6. New Yorkers drink almost 7 times as much coffee as people elsewhere in the U.S.
Maybe that’s why it’s the city that never sleeps.
7. In ancient Arab culture, coffee was grounds for divorce.
While mid-1970s US ads centered around women who couldn’t make a good cup of coffee and the displeasure of their husbands, in ancient times, the onus for coffee was laid upon the providers. A woman could legally divorce her husband if he failed to provide her with enough coffee.
8. Coffee inspired the first webcam.
Programmers at the University of Cambridge worked in a room that was up several flights of stairs from the single Mr. Coffee in the building. Rather than troop down the stairs only to find an empty coffee pot, they rigged up a web camera to transmit a real time image of the coffeemaker to save themselves the trip.
9. Coffee grows on trees.
Yes, on trees.

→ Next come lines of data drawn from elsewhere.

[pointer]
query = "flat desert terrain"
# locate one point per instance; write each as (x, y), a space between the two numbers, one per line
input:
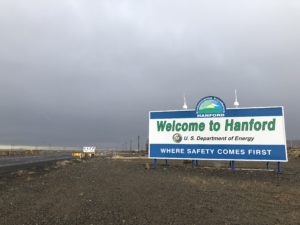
(126, 190)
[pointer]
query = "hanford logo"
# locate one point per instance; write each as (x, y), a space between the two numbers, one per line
(210, 106)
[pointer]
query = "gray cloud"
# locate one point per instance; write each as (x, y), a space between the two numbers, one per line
(77, 72)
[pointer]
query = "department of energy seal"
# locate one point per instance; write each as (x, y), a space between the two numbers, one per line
(177, 138)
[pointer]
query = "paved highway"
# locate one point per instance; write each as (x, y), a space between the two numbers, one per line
(11, 161)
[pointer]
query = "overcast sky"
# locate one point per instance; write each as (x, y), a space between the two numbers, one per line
(77, 72)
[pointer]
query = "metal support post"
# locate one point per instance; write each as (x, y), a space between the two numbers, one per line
(154, 163)
(233, 165)
(193, 164)
(166, 163)
(278, 170)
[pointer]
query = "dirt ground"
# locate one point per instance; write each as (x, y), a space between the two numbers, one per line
(126, 191)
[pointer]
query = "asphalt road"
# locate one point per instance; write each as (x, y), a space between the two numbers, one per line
(12, 162)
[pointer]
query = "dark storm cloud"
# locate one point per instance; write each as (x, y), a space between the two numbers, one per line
(80, 72)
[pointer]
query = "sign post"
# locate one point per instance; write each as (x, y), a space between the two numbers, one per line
(212, 132)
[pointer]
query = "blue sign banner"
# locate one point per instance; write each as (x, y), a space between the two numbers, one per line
(219, 152)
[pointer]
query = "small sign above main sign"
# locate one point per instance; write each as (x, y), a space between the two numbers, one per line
(212, 132)
(90, 149)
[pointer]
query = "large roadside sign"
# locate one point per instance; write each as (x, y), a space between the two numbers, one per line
(89, 149)
(212, 132)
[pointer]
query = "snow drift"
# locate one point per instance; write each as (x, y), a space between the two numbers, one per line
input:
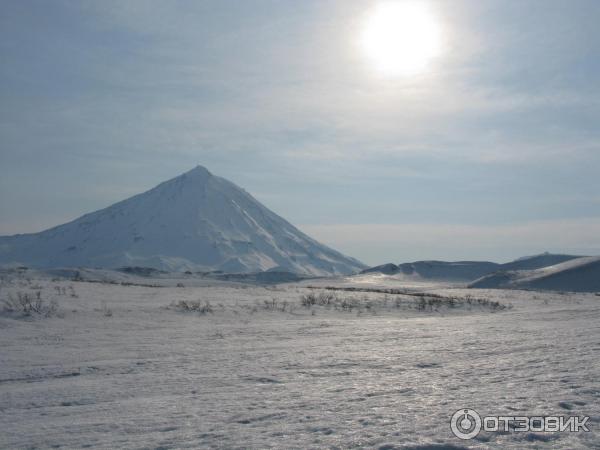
(196, 221)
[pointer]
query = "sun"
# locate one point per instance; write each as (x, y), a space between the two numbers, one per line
(400, 38)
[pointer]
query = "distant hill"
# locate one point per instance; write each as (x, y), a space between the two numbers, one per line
(537, 261)
(196, 221)
(576, 275)
(438, 270)
(466, 271)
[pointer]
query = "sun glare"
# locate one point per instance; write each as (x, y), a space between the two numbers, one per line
(400, 38)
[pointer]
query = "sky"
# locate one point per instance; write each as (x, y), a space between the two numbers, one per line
(491, 152)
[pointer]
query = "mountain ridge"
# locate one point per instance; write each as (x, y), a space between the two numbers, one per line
(195, 221)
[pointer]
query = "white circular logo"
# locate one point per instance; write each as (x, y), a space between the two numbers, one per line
(465, 423)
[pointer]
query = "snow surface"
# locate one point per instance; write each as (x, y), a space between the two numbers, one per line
(122, 366)
(196, 221)
(576, 275)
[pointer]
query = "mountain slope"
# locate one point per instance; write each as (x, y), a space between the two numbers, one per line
(196, 221)
(537, 261)
(576, 275)
(467, 270)
(438, 270)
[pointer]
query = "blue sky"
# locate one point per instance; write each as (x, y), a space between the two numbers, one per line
(493, 152)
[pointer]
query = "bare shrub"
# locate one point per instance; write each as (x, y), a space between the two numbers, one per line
(30, 305)
(195, 306)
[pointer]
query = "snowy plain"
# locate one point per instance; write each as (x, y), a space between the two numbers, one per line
(121, 365)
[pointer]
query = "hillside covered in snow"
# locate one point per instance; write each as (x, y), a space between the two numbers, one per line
(466, 270)
(196, 221)
(576, 275)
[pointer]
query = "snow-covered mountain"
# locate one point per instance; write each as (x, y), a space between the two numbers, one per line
(196, 221)
(577, 275)
(466, 270)
(438, 270)
(537, 261)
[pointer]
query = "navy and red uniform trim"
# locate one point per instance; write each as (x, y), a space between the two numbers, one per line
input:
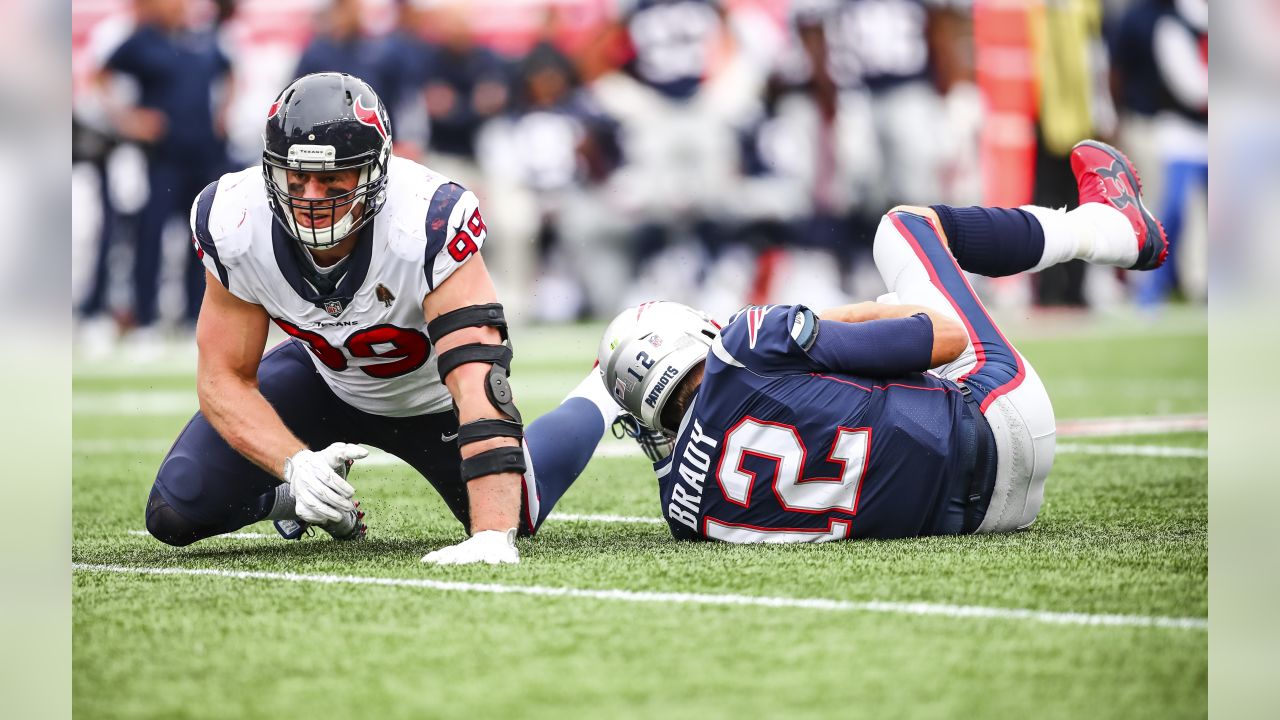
(204, 238)
(999, 368)
(438, 226)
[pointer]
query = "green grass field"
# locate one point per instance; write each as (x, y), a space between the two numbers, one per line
(1097, 611)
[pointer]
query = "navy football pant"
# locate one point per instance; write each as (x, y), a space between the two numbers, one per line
(206, 488)
(214, 490)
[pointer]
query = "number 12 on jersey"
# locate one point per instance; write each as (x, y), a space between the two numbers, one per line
(781, 443)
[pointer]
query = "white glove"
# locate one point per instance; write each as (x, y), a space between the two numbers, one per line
(487, 546)
(319, 493)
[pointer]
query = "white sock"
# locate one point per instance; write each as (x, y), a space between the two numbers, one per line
(1093, 232)
(593, 390)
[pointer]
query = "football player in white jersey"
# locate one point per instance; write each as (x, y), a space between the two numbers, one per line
(371, 264)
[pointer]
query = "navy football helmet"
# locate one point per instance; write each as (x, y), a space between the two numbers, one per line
(327, 122)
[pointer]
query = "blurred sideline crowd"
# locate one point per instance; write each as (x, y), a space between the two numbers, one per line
(709, 151)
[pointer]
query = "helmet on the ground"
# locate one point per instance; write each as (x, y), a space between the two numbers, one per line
(648, 350)
(327, 122)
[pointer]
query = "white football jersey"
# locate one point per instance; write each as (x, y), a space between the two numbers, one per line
(368, 337)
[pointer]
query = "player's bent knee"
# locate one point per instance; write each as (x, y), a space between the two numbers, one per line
(170, 527)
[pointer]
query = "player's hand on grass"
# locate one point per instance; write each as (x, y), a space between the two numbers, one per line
(494, 547)
(319, 492)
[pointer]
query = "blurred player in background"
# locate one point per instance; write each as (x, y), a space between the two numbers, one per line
(1179, 44)
(904, 418)
(183, 86)
(371, 264)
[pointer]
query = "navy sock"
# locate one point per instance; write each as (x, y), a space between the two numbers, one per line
(561, 443)
(992, 241)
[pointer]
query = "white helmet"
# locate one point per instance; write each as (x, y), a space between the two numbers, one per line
(648, 350)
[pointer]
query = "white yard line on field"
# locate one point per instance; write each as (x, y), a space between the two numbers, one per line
(960, 611)
(630, 450)
(231, 536)
(558, 516)
(1137, 425)
(1132, 450)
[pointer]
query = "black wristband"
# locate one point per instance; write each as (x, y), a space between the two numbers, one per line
(493, 461)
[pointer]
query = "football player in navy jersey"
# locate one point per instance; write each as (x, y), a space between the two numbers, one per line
(906, 417)
(371, 264)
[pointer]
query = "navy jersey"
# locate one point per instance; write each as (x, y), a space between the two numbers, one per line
(176, 74)
(880, 44)
(778, 449)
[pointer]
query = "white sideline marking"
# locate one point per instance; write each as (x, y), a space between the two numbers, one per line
(232, 536)
(1138, 425)
(572, 518)
(1139, 450)
(561, 516)
(686, 598)
(378, 459)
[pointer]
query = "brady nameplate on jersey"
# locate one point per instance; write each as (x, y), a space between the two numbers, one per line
(777, 449)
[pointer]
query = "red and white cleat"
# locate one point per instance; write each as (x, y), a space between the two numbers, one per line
(1104, 174)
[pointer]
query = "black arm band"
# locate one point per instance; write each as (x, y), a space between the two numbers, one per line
(470, 317)
(475, 352)
(479, 431)
(493, 461)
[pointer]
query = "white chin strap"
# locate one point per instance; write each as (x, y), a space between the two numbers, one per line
(324, 238)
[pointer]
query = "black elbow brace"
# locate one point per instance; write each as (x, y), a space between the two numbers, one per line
(497, 388)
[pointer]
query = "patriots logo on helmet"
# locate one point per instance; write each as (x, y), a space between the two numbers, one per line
(369, 115)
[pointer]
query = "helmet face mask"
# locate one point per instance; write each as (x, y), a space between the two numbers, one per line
(324, 123)
(648, 351)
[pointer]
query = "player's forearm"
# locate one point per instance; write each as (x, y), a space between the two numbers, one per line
(949, 336)
(247, 422)
(865, 311)
(494, 500)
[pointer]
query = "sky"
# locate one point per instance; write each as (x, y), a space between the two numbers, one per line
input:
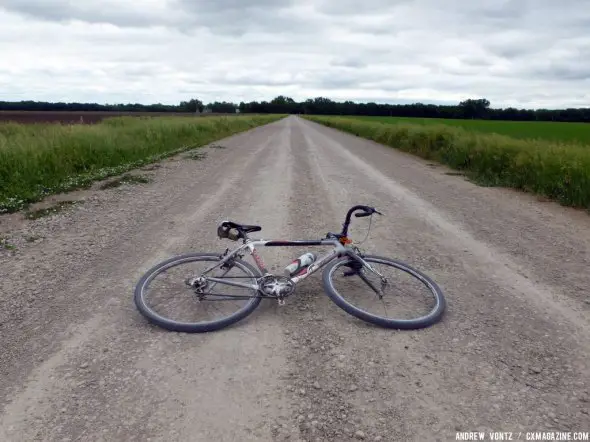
(521, 53)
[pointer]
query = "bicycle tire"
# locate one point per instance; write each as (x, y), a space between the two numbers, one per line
(405, 324)
(188, 327)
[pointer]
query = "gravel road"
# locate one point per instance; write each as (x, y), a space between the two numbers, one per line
(79, 363)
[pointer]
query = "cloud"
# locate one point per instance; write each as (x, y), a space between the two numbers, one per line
(513, 52)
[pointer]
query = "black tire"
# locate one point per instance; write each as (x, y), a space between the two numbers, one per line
(188, 327)
(425, 321)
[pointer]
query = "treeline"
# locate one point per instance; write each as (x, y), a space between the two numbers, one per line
(468, 109)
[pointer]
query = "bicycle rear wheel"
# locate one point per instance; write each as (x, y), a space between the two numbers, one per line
(410, 300)
(219, 305)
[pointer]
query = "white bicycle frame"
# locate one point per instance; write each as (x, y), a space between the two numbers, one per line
(250, 244)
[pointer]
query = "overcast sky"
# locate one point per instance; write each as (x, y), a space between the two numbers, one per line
(523, 53)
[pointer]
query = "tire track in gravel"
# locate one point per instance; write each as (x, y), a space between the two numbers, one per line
(83, 391)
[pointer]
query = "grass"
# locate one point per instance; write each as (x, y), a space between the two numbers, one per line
(126, 179)
(556, 170)
(41, 159)
(197, 156)
(531, 130)
(57, 208)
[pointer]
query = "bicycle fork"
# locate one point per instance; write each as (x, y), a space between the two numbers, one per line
(356, 269)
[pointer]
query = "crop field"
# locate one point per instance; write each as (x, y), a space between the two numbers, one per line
(45, 158)
(556, 169)
(544, 130)
(82, 117)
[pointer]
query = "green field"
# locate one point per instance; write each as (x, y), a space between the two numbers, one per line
(559, 170)
(543, 130)
(41, 159)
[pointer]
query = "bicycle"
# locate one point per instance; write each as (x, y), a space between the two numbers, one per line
(261, 284)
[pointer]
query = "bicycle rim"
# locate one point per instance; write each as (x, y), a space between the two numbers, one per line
(165, 299)
(410, 299)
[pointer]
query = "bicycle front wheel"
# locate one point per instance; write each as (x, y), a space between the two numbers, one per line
(409, 299)
(167, 298)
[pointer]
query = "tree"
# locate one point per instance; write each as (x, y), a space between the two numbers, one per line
(193, 106)
(475, 108)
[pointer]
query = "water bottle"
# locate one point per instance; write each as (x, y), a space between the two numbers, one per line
(299, 264)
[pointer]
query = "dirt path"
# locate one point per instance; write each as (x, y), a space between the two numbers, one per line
(79, 363)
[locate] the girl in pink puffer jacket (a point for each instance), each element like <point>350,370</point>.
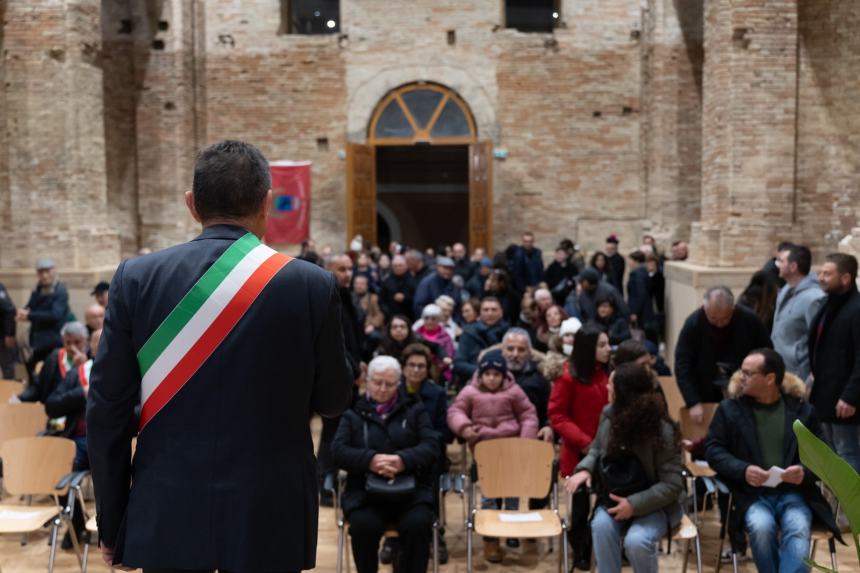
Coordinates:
<point>492,405</point>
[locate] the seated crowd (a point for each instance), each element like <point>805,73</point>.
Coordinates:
<point>454,347</point>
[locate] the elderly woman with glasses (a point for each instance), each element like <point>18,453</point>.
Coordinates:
<point>388,435</point>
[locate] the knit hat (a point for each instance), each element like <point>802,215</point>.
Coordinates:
<point>493,361</point>
<point>570,326</point>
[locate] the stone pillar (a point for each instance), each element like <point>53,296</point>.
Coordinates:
<point>748,131</point>
<point>166,117</point>
<point>672,61</point>
<point>54,197</point>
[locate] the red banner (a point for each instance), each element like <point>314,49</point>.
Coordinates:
<point>289,217</point>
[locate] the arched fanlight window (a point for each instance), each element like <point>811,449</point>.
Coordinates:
<point>421,113</point>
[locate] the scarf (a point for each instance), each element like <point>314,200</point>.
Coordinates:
<point>383,408</point>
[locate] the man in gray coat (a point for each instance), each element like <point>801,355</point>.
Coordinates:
<point>796,305</point>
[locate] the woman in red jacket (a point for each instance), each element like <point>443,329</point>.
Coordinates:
<point>577,399</point>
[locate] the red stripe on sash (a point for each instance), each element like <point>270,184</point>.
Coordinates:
<point>212,338</point>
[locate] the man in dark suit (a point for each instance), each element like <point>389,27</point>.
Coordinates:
<point>224,471</point>
<point>834,354</point>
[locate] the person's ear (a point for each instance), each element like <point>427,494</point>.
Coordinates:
<point>189,202</point>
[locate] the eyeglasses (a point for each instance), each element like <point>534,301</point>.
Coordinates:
<point>384,384</point>
<point>750,373</point>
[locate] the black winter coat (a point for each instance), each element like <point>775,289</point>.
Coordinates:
<point>696,358</point>
<point>48,314</point>
<point>732,445</point>
<point>7,313</point>
<point>406,431</point>
<point>68,399</point>
<point>394,284</point>
<point>835,358</point>
<point>537,388</point>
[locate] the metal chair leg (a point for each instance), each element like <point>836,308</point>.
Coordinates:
<point>469,547</point>
<point>698,553</point>
<point>831,543</point>
<point>565,557</point>
<point>340,546</point>
<point>686,555</point>
<point>436,546</point>
<point>55,527</point>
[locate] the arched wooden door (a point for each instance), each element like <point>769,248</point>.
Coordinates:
<point>420,114</point>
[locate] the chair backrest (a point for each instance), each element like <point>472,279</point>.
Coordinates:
<point>674,399</point>
<point>33,466</point>
<point>514,467</point>
<point>9,388</point>
<point>690,430</point>
<point>21,420</point>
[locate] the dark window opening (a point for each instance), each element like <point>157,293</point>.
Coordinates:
<point>533,15</point>
<point>310,17</point>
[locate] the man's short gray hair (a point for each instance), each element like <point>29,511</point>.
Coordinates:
<point>720,295</point>
<point>517,331</point>
<point>75,330</point>
<point>383,364</point>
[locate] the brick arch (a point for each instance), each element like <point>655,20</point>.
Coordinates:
<point>367,95</point>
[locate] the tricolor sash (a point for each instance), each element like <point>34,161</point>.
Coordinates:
<point>84,374</point>
<point>65,361</point>
<point>203,319</point>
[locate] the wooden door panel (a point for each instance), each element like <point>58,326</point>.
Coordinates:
<point>361,192</point>
<point>481,196</point>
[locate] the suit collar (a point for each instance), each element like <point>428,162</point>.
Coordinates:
<point>222,232</point>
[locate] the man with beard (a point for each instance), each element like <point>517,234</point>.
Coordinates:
<point>615,263</point>
<point>398,289</point>
<point>352,322</point>
<point>834,355</point>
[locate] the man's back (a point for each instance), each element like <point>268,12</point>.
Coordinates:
<point>224,474</point>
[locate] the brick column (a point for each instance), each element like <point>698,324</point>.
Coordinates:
<point>167,122</point>
<point>53,197</point>
<point>672,60</point>
<point>748,131</point>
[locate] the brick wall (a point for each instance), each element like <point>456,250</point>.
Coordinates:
<point>828,138</point>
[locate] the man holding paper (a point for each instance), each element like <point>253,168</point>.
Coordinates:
<point>752,447</point>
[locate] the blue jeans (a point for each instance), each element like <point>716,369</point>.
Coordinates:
<point>779,527</point>
<point>846,441</point>
<point>639,540</point>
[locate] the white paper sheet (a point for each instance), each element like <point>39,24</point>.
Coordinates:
<point>22,515</point>
<point>520,517</point>
<point>774,477</point>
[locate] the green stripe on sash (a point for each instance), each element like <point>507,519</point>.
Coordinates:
<point>193,300</point>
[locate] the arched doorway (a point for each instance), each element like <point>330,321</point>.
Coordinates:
<point>424,165</point>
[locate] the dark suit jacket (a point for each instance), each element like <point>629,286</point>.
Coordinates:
<point>835,357</point>
<point>696,358</point>
<point>224,477</point>
<point>732,445</point>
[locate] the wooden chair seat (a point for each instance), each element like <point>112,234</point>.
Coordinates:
<point>92,525</point>
<point>24,518</point>
<point>686,530</point>
<point>488,523</point>
<point>698,470</point>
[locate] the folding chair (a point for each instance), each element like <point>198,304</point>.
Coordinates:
<point>694,470</point>
<point>32,466</point>
<point>521,468</point>
<point>343,552</point>
<point>9,388</point>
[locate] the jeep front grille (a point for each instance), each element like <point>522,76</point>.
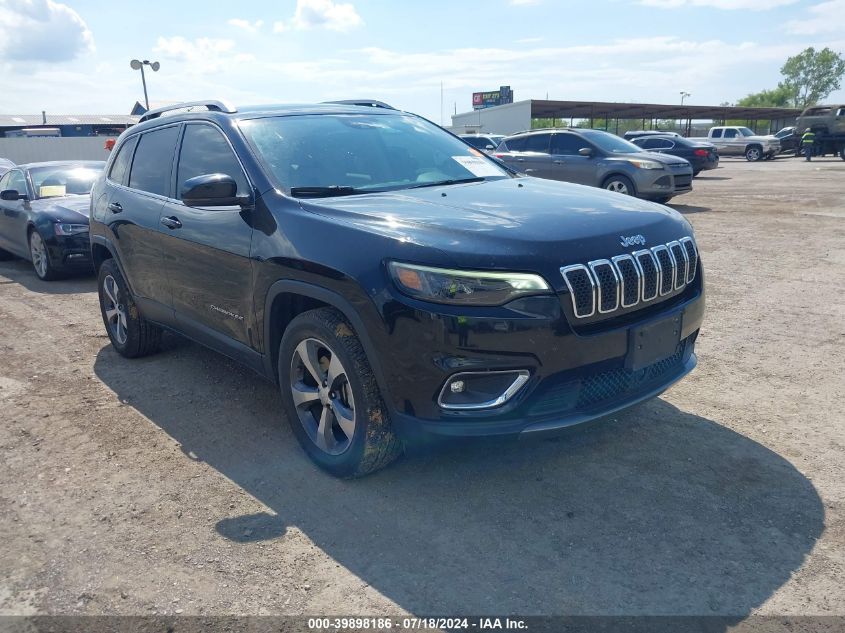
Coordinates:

Left to themselves, coffee trees will grow to a height of 30 feet or more. On coffee plantations, farmers keep them trimmed to around 10 feet tall to make picking the coffee cherries easier. Oh, and coffee is a fruit. Or at least, it’s the pit of fruit that’s commonly called a cherry.
10. Two smugglers played a big role in the spread of coffee.
In order to maintain their domination of the world market, Arabs prohibited the export of fertile coffee seeds or coffee plants. In the 17th century, a Muslim pilgrim smuggled seven coffee seeds out of Arabia and planted them in India, where they flourished. The Dutch, likewise, prohibited export of their trees, but a delegation presented a living coffee tree to King Louis XIV of France. One of his courtiers stole cuttings from that tree, planted and cultivated them, and transported them to Martinique, in the Caribbean. Most South American coffees spring from those stolen cuttings, which originated with smuggled seeds.